動物写真家・岩合光昭さんの最新大判写真集『ネコ日本晴れ』。都市・大阪府の中心街から、瀬戸内海に浮かぶ香川県・女木島まで、さまざまな地域に根ざして生きる猫たちがいきいきと映し出されています。 A4サイズの大きな写真集はまるで写真展のよう。猫は毛の質感まで見事に捉えられ、背景の景色も表情豊か。猫が生きる各地の美しさもしっかりと伝わってきて、どの写真も見るたび新しい発見があります。ディティールまで岩合ワールドが堪能できるのは大判写真集ならではの魅力です。 しかし、岩合さんの写真はどこがそんなに特別なのでしょうか? どこに秘密があるのでしょうか? 担当編集者の斎藤実が写真集に収録したカットをもとに解説します。
光も影もしっかり撮る
――『ネコ日本晴れ』は猫専門誌『猫びより』の連載をまとめた写真集ですね 【斎藤】まとめたといっても、全136カット中71点が未掲載カットですので、ほぼ別物になっていると思います。編集にあたっては岩合さんの野生動物の写真集も見ながら、より「岩合さんらしい」写真を意識して選びました。 ――ずばり、岩合さんらしさって何でしょう? 【斎藤】まず動物を見る解像度の高さでしょうか。表紙の写真は、女木島のシロちゃんという猫を撮ってるんですけど、迫力ありますよね。バーンと目の前にぬっと顔が現れたような感じ。 普通、ピーカンの時に白いものを撮ったら光で細部が飛ぶのですけど、岩合さんは意地でも飛ばさないんです。そして影の部分もしっかり撮る。ただの猫の顔なんですけど、すさまじい情報量です。
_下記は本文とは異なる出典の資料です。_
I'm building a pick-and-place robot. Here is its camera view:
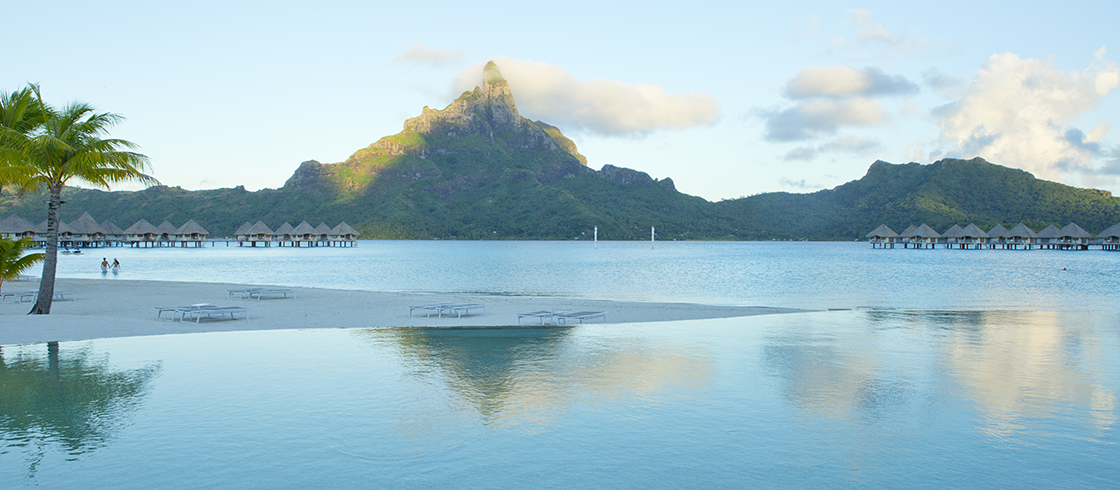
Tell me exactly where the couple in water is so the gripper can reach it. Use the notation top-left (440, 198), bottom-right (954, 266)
top-left (101, 257), bottom-right (121, 274)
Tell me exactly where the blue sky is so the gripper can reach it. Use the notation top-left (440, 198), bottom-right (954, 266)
top-left (0, 1), bottom-right (1120, 200)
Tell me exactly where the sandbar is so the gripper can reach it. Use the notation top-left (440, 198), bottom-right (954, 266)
top-left (0, 279), bottom-right (808, 345)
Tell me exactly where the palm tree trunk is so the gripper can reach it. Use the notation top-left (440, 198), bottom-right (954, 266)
top-left (27, 186), bottom-right (63, 314)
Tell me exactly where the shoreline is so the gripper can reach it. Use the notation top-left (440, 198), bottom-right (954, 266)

毛の質感とか、骨格や肉づきまで手に取るようにわかるんです。 すみずみまで撮るということは、岩合さんが猫の毛一本一本まで意識されているということだと思います。だから、写真とは思えない臨場感が出てくるのでしょう。
猫のポーズを待つ忍耐がすごい
――今回の写真集は女木島の写真が多いですね 【斎藤】はい。「岩合光昭の世界ネコ歩き」(NHK BS)でも香川編はあったのですが、諸事情あって女木島は出てきませんでした。どちらも2020年秋の撮影なのですが、幸い天気がよかったみたいで、連日秋晴れのいいお天気だったようです。 岩合さんは数日で2万枚ほど撮影してもらいました。どれもいい写真ばかりでしたけど、表紙になったシロちゃんたちの撮影はすばらしかったですね。 他の写真や撮影日時からの推測ですが、岩合さん、毎日浜に通って徐々に猫たちと距離を詰めていたったようです。最初遠巻きに望遠レンズで撮るとか、短時間で切り上げるとかいう下準備をしてるのがわかりました。最終日にようやく張り付いて長時間撮影するんですよ。 気ままな猫に合わせて、海岸行ったり、道路行ったり、道端でゴロンしたら側溝に潜って青空バックで顔のアップ狙ったり。それで撮れたのが表紙の写真ですが、他の写真も秀逸なのが多かったですね。個人的には、シロちゃんが友達のハチワレと並んでシッポをクロスさせてる絶妙なカットが印象に残ってます。 普通、猫ってカメラの前でこんなポーズしてくれませんよ。「これだ!」というポーズをやってくれるまで待つ、驚くべき忍耐だと思います。 しかも、背景の構図が完璧ですよね。手前の花、左の林、後ろの雲と対岸の島影。猫がこの絶妙なポーズをやってくれた一瞬にこの構図でシャッター切るなんて、ただただ脱帽です。